Football players are often judged by statistics. Manning has tons of outstanding statistics, impressive winning stats that allowed him and his team to dominate most of the other squads in the NFL for nearly a decade and a half. James Irsay has one truly outstanding statistic: According to the people who pay attention to such stuff, he has an estimated personal net worth of $1.4 billion. With a ‘b.‘ Wow again.
With that kind of cash, you have to figure that Irsay doesn’t cry too often. And you further would have to deduce that he could have saved himself and Indianapolis’ football fans from shedding tears (be they real or imagined) Wednesday by forking over the measly $28 million that his team had promised to pay Manning just a year ago … just a year before his neck started leaking key parts hither and yon.
Apparently Irsay’s decision was a close one. A difficult one. Apparently there was considerable thought that Manning’s neck was close to working again; that Manning is on the verge of reclaiming his position as one of America’s favorite and greatest QBs. If both those assumptions are true, or even close to being true, what in the world was Irsay doing Wednesday — rewarding Peyton Manning’s universally acknowledged, even by Irsay, selfless contributions to Indianapolis and to football by throwing him to the four winds? Manning didn’t deserve the risk?

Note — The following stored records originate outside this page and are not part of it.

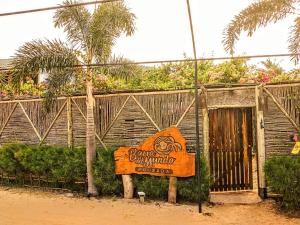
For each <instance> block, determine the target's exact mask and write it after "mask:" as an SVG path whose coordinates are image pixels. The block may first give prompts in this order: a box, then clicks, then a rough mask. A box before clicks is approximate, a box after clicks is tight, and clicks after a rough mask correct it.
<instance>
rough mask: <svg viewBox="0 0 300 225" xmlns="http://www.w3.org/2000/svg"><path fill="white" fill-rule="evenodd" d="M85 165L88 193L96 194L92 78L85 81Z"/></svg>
mask: <svg viewBox="0 0 300 225" xmlns="http://www.w3.org/2000/svg"><path fill="white" fill-rule="evenodd" d="M86 94H87V101H86V167H87V178H88V194H90V195H92V196H96V195H98V191H97V188H96V186H95V183H94V177H93V161H94V159H95V156H96V141H95V123H94V101H95V100H94V96H93V84H92V80H91V79H88V80H87V82H86Z"/></svg>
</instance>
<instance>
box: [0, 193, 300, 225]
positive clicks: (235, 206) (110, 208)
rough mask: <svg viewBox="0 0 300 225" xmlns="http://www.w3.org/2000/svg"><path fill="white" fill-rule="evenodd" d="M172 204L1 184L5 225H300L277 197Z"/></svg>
mask: <svg viewBox="0 0 300 225" xmlns="http://www.w3.org/2000/svg"><path fill="white" fill-rule="evenodd" d="M204 212H205V213H206V214H204V215H199V214H198V213H197V206H196V205H170V204H167V203H162V202H149V203H145V204H144V205H141V204H139V203H138V201H137V200H136V199H134V200H123V199H113V198H112V199H92V200H88V199H84V198H72V197H66V196H65V195H62V194H55V193H45V192H39V191H28V190H23V189H11V190H4V189H3V188H2V189H1V188H0V225H190V224H205V225H209V224H214V225H229V224H230V225H235V224H238V225H243V224H245V225H259V224H264V225H273V224H276V225H281V224H282V225H283V224H287V225H296V224H297V225H300V219H299V218H289V217H287V216H285V215H282V214H280V213H278V212H277V211H276V210H275V209H274V207H273V204H272V202H270V201H268V202H264V203H260V204H255V205H217V206H214V207H212V208H210V207H207V206H206V207H204Z"/></svg>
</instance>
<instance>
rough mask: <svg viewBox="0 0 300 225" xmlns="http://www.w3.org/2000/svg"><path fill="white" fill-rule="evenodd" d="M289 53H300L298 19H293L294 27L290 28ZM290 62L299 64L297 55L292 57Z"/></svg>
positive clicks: (293, 26) (293, 25) (298, 24)
mask: <svg viewBox="0 0 300 225" xmlns="http://www.w3.org/2000/svg"><path fill="white" fill-rule="evenodd" d="M289 51H290V52H291V53H293V54H299V52H300V17H297V18H296V19H295V21H294V25H293V26H292V27H291V32H290V37H289ZM292 60H293V61H294V62H295V64H297V63H298V62H299V55H294V56H292Z"/></svg>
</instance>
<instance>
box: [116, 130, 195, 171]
mask: <svg viewBox="0 0 300 225" xmlns="http://www.w3.org/2000/svg"><path fill="white" fill-rule="evenodd" d="M114 157H115V165H116V174H132V173H136V174H150V175H154V176H174V177H189V176H195V154H193V153H187V151H186V140H185V139H184V138H183V136H182V135H181V133H180V131H179V130H178V129H177V128H176V127H171V128H167V129H165V130H163V131H160V132H158V133H156V134H155V135H153V136H151V137H149V138H148V139H146V140H145V141H144V143H142V144H141V145H139V146H138V147H121V148H119V149H118V150H116V151H115V152H114Z"/></svg>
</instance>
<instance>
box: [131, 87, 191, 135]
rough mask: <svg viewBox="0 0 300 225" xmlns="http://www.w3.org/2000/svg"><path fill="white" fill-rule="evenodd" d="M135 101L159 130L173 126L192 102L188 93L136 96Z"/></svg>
mask: <svg viewBox="0 0 300 225" xmlns="http://www.w3.org/2000/svg"><path fill="white" fill-rule="evenodd" d="M135 98H136V100H137V101H138V102H139V104H140V105H141V106H142V108H143V110H145V112H147V114H148V115H149V117H151V119H152V120H153V121H154V122H155V124H157V126H158V127H159V128H160V129H165V128H167V127H170V126H175V125H176V124H178V121H179V120H180V118H181V117H182V115H183V114H184V112H186V110H187V108H188V107H189V106H190V104H191V102H192V101H193V98H194V96H193V95H192V94H191V93H189V92H176V93H164V94H162V93H160V94H155V95H136V96H135Z"/></svg>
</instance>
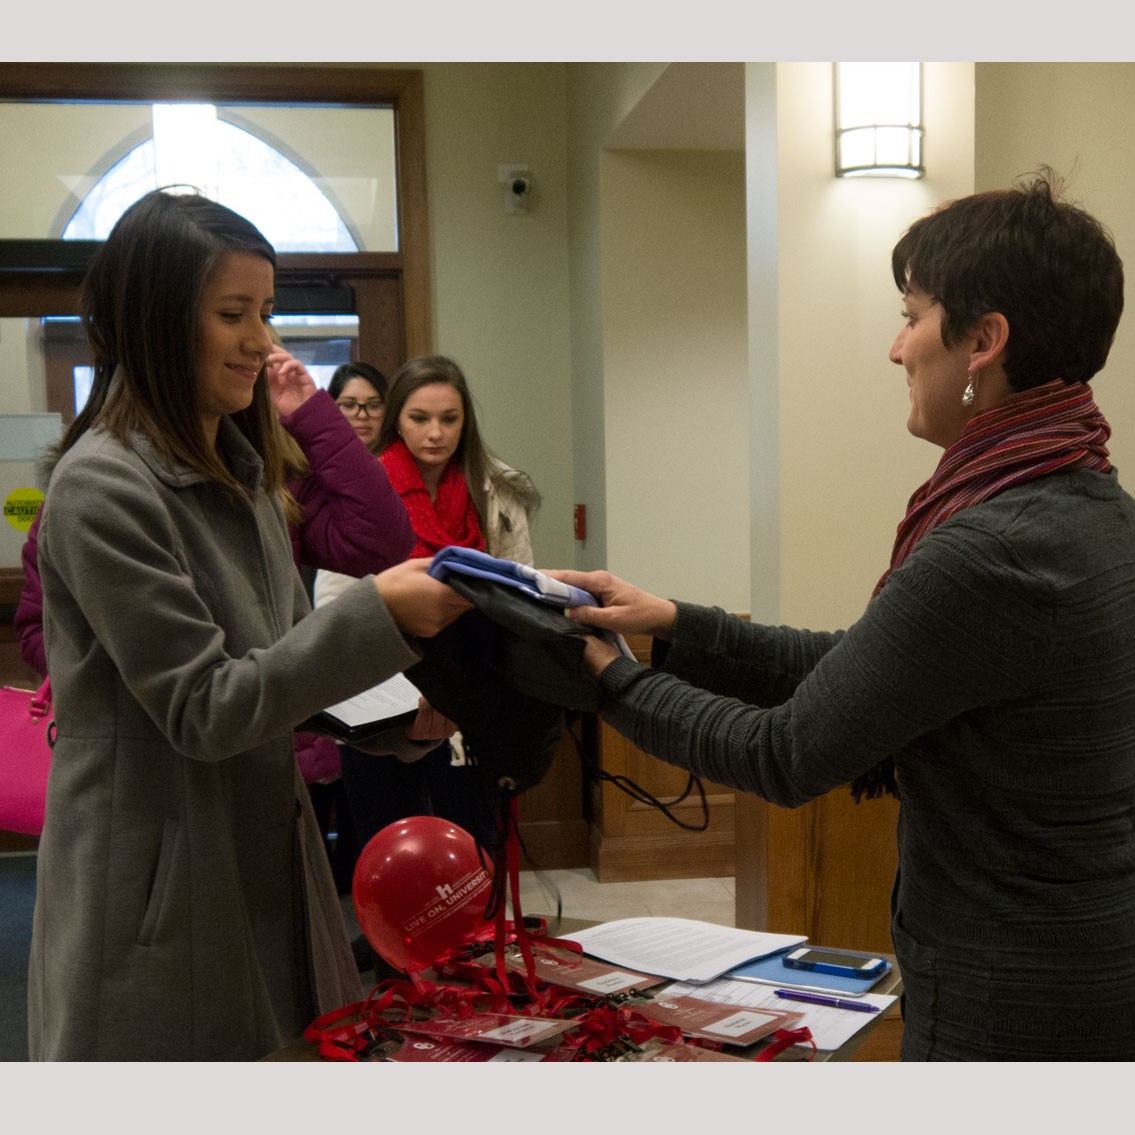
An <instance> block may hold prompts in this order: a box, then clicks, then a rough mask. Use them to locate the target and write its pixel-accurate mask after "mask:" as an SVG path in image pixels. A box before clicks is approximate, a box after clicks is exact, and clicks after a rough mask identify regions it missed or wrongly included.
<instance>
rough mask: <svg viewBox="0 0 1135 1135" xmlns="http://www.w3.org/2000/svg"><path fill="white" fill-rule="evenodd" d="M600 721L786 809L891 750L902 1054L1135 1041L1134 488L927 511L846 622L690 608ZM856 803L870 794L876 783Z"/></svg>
mask: <svg viewBox="0 0 1135 1135" xmlns="http://www.w3.org/2000/svg"><path fill="white" fill-rule="evenodd" d="M658 655H659V656H661V657H659V658H656V661H661V663H662V665H663V667H664V670H654V669H649V667H645V666H640V665H638V664H637V663H633V662H630V661H628V659H622V658H621V659H616V661H615V662H613V663H612V664H611V666H608V669H607V670H606V671H605V672H604V674H603V676H602V679H600V688H602V697H603V700H602V705H600V713H602V716H603V717H604V720H605V721H607V722H608V723H609V724H611V725H613V726H614V728H615V729H617V730H619V731H620V732H621V733H623V734H624V735H627V737H628V738H630V739H631V740H632V741H633V742H634V743H636V745H637V746H639V747H640V748H641V749H644V750H646V751H647V753H650V754H653V755H655V756H657V757H661V758H662V759H664V760H669V762H670V763H672V764H675V765H679V766H680V767H683V768H689V770H691V771H692V772H695V773H697V774H699V775H701V776H705V777H707V779H708V780H712V781H715V782H717V783H723V784H731V785H734V787H735V788H739V789H743V790H746V791H751V792H756V793H758V795H759V796H762V797H764V798H766V799H768V800H771V801H773V802H774V804H779V805H784V806H788V807H792V806H797V805H800V804H804V802H805V801H807V800H810V799H813V798H815V797H817V796H819V795H822V793H824V792H826V791H829V790H830V789H833V788H836V787H838V785H842V784H847V783H849V782H850V781H851V780H854V779H855V777H856V776H857V775H859V774H860V773H863V772H864V771H866V770H868V768H871V767H872V766H873V765H875V764H876V763H877V762H880V760H881V759H883V758H884V757H888V756H893V757H894V758H896V766H897V771H898V780H899V788H900V793H901V805H902V807H901V813H900V823H899V833H898V838H899V878H898V880H897V884H896V890H894V896H893V899H892V932H893V940H894V950H896V955H897V957H898V959H899V964H900V968H901V970H902V976H903V985H905V990H906V1006H905V1022H906V1027H905V1040H903V1058H905V1059H911V1058H914V1059H1076V1058H1094V1059H1132V1058H1135V502H1133V501H1132V498H1130V497H1129V496H1128V495H1127V494H1126V493H1125V491H1124V490H1123V489H1121V488H1120V487H1119V484H1118V479H1117V477H1116V474H1115V472H1111V473H1096V472H1076V473H1068V474H1057V476H1051V477H1046V478H1043V479H1041V480H1037V481H1035V482H1033V484H1031V485H1027V486H1024V487H1020V488H1015V489H1011V490H1009V491H1006V493H1003V494H1001V495H1000V496H998V497H995V498H993V499H992V501H989V502H986V503H984V504H981V505H975V506H973V507H970V508H968V510H965V511H964V512H961V513H958V514H956V515H955V516H952V518H951V519H950V520H948V521H947V522H944V523H943V524H941V526H940V527H939V528H936V529H935V530H934V531H932V532H931V533H928V535H927V536H926V537H924V538H923V540H922V541H920V543H919V544H918V546H917V547H916V549H915V550H914V553H913V554H911V555H910V556H909V558H908V560H907V561H906V563H905V564H903V565H902V566H901V567H900V569H899V570H897V571H896V572H894V573H893V574H892V575H891V578H890V579H889V580H888V582H886V585H885V587H884V588H883V589H882V591H881V592H880V594H878V595H877V596H876V597H875V598H874V599H872V602H871V603H869V605H868V606H867V609H866V612H865V613H864V615H863V617H861V619H860V620H859V621H858V622H857V623H855V625H852V627H851V628H850V629H848V630H847V631H843V632H835V633H823V632H812V631H805V630H793V629H791V628H784V627H779V628H777V627H762V625H756V624H748V623H745V622H742V621H741V620H738V619H735V617H733V616H731V615H728V614H726V613H725V612H723V611H720V609H716V608H706V607H697V606H692V605H689V604H680V605H679V615H678V621H676V623H675V625H674V631H673V638H672V642H671V645H670V648H669V650H665V651H662V650H659V651H658ZM864 806H865V807H869V805H864Z"/></svg>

Wasn’t worthy of that chance?
James Irsay, businessman, could have made a statement Wednesday in his profession that might have elevated him to the level of excellence and character that has marked Peyton Manning’s career as a quarterback. He could have truly rewarded Manning — not with manufactured tears and the empty and obvious gesture of taking the opportunity to retire his jersey at that press conference, big damn deal — by showing #18 the kind of loyalty and daring and giving that Irsay had claimed to praise in his blubbery remarks. He could have matched Manning’s singular kind of character by returning the kind of faith and trust and bonding that Manning brought to his team and Irsay’s franchise. Not by making the safe play. But by exhibiting the kind of personal risk and stretch and daring that makes great quarterbacks; great players and individuals like Peyton Manning. By showing the world a courageous move that could have marked him as a great owner; or better yet, even a great human being. By refusing to abandon the face of their franchise.
Irsay made the kind of safe and faithless choice that likely stands to ultimately deliver a heavier return to his money coffers in Indiana. An unimaginative choice that makes rich kids who inherit vast fortunes look exactly like … well, rich kids who inherit vast fortunes.

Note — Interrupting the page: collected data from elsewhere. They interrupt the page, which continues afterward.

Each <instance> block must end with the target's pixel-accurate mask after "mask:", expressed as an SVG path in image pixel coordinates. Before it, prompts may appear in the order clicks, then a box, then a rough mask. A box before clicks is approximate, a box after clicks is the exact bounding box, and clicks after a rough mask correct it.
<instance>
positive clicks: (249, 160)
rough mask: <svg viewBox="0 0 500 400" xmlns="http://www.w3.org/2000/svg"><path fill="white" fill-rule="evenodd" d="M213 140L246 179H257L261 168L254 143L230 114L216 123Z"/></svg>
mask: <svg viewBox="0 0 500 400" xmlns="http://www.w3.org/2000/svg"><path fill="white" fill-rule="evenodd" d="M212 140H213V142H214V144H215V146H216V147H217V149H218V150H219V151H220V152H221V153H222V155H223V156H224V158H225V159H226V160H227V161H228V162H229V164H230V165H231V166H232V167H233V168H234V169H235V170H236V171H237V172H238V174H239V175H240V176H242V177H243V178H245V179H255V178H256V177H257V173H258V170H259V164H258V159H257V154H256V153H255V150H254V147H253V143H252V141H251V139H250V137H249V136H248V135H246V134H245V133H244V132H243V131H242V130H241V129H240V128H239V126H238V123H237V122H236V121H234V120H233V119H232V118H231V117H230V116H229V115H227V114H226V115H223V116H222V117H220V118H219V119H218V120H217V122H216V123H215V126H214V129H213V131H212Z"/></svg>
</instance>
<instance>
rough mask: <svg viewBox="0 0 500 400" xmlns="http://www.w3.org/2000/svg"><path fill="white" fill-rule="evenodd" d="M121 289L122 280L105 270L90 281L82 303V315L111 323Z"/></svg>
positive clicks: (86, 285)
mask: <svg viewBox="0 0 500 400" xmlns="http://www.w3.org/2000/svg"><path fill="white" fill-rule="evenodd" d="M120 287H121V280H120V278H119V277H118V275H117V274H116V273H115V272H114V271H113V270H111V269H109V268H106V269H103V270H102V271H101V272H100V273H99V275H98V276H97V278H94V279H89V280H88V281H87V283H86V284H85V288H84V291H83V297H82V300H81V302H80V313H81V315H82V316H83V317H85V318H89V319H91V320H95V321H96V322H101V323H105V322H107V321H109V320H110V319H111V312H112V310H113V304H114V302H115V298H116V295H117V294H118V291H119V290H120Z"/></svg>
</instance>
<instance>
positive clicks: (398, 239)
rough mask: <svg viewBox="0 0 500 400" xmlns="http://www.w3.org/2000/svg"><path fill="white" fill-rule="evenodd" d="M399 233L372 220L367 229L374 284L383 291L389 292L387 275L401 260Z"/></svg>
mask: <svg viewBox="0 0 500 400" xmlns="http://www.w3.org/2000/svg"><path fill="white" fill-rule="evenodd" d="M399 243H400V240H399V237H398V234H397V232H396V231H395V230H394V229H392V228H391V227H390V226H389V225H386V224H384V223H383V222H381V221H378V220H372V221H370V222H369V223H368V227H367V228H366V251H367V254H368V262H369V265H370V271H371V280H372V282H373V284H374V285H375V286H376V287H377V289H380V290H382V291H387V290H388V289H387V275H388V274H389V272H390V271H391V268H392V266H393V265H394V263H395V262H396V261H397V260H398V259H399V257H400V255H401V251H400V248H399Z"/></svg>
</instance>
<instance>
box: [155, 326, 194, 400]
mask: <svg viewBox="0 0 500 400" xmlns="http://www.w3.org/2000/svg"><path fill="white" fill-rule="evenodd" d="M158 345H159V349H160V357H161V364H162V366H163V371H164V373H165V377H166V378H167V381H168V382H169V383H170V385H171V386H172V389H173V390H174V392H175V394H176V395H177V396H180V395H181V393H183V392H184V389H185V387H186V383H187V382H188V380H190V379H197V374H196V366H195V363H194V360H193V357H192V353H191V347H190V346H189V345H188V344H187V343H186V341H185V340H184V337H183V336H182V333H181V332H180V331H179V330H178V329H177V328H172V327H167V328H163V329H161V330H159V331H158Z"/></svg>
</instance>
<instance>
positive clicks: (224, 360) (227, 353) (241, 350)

Peyton Manning will go to Denver or Washington or Miami and write a dramatic ending to an already-legendary career. (My money’s on him as a shoo-in Comeback Player of 2012.) Or, he will fail in his attempts to continue his career; his neck will leak oil at somebody’s training camp, and he will be finally forced to the sidelines of life.
There, he will be greeted by legions of fans, generations of football aficionados who will be thankful for having had the opportunity to have witnessed the genius and courage of Peyton Manning on America’s football fields.

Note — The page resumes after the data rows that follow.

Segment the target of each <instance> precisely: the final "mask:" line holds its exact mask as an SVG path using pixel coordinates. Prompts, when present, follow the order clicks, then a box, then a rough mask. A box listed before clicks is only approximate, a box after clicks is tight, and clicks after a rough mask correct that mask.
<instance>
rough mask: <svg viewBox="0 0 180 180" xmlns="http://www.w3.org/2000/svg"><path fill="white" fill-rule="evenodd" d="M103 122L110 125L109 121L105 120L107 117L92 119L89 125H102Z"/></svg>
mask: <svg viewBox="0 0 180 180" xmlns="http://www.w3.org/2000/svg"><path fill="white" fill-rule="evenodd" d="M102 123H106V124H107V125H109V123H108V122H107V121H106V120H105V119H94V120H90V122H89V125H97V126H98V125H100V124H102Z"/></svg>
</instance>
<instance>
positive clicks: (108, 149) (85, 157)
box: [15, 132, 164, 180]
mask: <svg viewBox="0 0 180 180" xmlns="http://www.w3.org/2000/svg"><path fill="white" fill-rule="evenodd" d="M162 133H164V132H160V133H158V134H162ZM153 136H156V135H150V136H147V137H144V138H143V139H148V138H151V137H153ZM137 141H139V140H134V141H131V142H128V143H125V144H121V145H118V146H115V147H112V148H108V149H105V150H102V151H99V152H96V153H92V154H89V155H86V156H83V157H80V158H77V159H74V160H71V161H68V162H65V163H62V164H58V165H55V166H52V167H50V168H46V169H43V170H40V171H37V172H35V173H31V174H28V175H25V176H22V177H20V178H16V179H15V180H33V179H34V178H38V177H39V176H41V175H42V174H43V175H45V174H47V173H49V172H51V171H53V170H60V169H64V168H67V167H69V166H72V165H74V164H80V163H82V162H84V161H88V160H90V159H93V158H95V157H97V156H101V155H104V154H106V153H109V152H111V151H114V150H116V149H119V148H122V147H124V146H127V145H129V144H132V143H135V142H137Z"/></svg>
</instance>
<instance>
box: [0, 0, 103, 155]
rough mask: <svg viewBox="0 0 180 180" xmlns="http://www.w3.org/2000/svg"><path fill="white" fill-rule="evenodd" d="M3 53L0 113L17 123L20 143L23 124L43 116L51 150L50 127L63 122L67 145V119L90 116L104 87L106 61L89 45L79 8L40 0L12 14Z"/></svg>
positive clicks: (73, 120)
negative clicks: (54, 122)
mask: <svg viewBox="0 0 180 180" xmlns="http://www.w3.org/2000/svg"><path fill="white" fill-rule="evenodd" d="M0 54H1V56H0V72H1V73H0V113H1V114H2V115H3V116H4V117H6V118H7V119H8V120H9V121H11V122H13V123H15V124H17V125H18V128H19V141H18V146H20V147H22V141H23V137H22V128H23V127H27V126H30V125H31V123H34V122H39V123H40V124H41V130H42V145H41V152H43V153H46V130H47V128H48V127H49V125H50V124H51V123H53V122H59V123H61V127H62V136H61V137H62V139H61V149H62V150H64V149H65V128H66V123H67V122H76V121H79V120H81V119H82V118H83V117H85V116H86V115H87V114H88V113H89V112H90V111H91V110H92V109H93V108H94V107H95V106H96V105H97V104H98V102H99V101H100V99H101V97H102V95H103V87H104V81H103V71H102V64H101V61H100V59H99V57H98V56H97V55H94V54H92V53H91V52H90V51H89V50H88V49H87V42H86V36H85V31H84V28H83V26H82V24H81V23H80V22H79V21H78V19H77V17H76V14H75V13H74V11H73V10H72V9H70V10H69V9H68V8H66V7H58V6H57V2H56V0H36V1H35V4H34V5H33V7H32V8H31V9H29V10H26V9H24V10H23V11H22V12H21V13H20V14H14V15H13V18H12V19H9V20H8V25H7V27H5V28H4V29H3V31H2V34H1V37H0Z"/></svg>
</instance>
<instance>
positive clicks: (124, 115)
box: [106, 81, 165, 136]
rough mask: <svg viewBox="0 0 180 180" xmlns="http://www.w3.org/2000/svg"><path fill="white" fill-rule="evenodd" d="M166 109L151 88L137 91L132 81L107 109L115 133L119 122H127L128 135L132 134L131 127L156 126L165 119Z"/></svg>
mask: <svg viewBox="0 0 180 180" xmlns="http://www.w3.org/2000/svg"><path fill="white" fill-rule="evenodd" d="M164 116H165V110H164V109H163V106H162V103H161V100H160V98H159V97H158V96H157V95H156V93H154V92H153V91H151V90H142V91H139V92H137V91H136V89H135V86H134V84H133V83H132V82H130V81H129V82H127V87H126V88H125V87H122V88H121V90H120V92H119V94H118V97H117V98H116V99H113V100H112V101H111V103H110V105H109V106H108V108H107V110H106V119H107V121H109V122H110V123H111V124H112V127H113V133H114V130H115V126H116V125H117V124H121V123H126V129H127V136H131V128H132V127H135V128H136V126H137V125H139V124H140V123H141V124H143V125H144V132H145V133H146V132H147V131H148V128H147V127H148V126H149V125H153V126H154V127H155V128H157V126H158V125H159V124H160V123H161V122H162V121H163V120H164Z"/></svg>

On that sideline he will find a well-dressed and forever rich James Irsay … an owner who, when he had the chance to join Peyton Manning on the playing field of real life, to repay the Colt whose courage and dash and giving made Irsay cry, chose instead to betray that Colt by making the “safe” move … to cut him, to abandon him, from the safety of that sideline.
Nobody gets blitzed there. Few get their necks damaged up in the owner’s box.
Count me among practically every pro football fan in America who hopes that Manning gets to make Irsay cry at least one more time in his career. Maybe on a February Sunday not too many years down the line.